Forem: Savannah Norem

Let’s build an AI app - pt. 2

Savannah Norem — Tue, 17 Sep 2024 05:54:48 +0000

As AI continues to make headlines, with Mistral releasing their first multi-modal model and OpenAI releasing a “reasoning” model, becoming an AI developer continues to be at the forefront of a lot of people's minds. And for most developers, knowing how to go from nothing to a functional website is the goal, so that’s what I’m here to attempt to teach you. If you’re already developing AI apps, I would love to hear about the tools you’re using, what you’re trying to do, and especially anything you’re struggling with.
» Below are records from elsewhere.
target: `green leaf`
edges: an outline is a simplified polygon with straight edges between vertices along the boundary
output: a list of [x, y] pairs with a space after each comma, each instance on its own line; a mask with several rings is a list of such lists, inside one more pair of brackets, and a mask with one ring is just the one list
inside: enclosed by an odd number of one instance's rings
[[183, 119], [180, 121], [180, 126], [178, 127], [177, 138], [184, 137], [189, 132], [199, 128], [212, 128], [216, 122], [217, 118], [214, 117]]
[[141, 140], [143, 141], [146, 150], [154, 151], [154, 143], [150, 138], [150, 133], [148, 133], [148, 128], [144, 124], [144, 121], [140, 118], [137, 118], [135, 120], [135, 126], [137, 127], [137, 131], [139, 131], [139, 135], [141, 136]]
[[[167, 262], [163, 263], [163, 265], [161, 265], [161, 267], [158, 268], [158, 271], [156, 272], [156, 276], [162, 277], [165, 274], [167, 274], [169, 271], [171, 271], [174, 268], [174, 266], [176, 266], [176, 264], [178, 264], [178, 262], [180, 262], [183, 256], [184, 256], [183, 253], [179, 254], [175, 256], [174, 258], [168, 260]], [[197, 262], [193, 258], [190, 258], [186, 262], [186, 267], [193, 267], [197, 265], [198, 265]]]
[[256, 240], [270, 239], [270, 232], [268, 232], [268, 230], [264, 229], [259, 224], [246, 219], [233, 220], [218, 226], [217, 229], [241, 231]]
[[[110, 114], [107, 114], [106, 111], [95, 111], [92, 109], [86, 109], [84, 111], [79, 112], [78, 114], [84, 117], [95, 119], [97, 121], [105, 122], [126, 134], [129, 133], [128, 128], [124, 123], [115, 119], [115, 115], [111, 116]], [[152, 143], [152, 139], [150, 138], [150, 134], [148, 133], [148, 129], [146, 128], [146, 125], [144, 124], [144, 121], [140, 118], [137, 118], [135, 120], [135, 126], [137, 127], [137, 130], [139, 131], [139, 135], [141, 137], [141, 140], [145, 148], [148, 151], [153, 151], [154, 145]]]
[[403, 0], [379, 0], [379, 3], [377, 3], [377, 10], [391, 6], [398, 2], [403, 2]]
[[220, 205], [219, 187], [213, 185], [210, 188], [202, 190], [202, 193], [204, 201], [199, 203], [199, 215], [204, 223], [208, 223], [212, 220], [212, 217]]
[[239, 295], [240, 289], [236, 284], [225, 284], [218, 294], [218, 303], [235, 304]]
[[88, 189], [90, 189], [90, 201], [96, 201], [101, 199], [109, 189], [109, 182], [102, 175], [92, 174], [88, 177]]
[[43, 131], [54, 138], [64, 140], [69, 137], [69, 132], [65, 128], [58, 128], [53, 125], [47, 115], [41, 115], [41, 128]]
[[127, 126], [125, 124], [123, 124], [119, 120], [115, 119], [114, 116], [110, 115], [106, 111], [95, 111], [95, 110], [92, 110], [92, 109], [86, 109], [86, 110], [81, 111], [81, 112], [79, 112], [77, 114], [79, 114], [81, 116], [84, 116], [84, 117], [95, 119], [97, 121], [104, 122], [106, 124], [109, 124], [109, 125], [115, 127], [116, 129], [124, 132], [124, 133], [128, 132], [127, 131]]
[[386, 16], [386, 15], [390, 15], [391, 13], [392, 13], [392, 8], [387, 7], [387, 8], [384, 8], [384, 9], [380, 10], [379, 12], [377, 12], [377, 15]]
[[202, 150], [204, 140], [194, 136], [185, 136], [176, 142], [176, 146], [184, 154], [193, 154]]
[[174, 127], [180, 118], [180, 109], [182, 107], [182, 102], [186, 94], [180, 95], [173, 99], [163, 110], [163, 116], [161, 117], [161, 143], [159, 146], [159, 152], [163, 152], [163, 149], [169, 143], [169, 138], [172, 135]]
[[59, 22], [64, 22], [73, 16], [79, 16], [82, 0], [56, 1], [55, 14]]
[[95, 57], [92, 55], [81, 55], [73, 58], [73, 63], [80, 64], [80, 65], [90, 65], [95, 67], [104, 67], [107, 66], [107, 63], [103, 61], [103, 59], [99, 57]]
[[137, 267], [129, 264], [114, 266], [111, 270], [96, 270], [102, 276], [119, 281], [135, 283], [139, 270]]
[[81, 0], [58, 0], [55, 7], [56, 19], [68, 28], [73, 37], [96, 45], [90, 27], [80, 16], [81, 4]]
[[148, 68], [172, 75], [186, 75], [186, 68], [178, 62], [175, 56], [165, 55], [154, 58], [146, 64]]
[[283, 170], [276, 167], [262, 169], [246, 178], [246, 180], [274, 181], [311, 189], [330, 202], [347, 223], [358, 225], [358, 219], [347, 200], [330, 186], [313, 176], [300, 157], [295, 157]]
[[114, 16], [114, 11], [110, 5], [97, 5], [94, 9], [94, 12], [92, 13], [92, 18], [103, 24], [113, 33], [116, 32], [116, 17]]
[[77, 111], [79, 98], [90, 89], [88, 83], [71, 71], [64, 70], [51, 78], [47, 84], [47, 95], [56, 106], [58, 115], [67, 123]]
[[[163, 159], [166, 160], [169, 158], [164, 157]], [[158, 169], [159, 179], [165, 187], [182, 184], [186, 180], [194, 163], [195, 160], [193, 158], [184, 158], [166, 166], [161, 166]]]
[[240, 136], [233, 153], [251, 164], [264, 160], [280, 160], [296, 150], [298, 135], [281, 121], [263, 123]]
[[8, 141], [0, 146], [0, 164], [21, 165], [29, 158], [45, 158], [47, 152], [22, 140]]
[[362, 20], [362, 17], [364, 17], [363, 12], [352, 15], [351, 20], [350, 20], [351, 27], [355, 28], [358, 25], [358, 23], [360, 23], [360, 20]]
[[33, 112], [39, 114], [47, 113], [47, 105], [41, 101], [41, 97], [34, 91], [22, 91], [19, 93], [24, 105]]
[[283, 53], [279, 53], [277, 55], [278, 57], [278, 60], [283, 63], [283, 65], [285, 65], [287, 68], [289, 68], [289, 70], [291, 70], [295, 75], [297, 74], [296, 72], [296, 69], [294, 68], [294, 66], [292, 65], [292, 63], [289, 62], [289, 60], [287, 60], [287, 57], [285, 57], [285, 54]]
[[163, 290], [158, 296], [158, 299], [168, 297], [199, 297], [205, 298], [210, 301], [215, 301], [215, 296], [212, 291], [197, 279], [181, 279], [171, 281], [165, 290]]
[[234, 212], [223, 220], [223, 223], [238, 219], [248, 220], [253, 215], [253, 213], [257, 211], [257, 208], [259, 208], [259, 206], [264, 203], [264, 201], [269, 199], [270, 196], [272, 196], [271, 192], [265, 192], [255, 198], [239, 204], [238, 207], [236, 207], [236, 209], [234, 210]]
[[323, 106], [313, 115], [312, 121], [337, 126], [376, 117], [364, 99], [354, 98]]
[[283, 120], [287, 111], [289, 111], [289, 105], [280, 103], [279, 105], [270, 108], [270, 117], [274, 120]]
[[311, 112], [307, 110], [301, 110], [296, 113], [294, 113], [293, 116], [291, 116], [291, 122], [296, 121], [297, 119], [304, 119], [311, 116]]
If you want the quick and dirty of it - here you’ll find a demo and RedisVL data loader. RedisVL is the Redis Vector Library for Python, which is currently the go to language for AI development. In the last week I went from searching images of strawberries and returning the name of the closest images to searching images from anime posters and returning both the actual closest matched image and the name of the anime it came from. Below you'll see that a search for "swords" brings up the poster for Kimetsu no Yaiba: Katanakaji no Sato-hen, which prominently features...drumroll please...everyone holding a sword!

How'd we get here?

So last week I started looking for a dataset. If you’re getting into data science or machine learning - you’ve probably already heard of Kaggle and that’s where I started. I was thinking about some recommendations I’ve had for anime recently, and so started searching for anime datasets, I'm starting with this one but will have to do a bit of image gathering, since what's in the CSV is a link to the image, which is simply a limitation of CSVs.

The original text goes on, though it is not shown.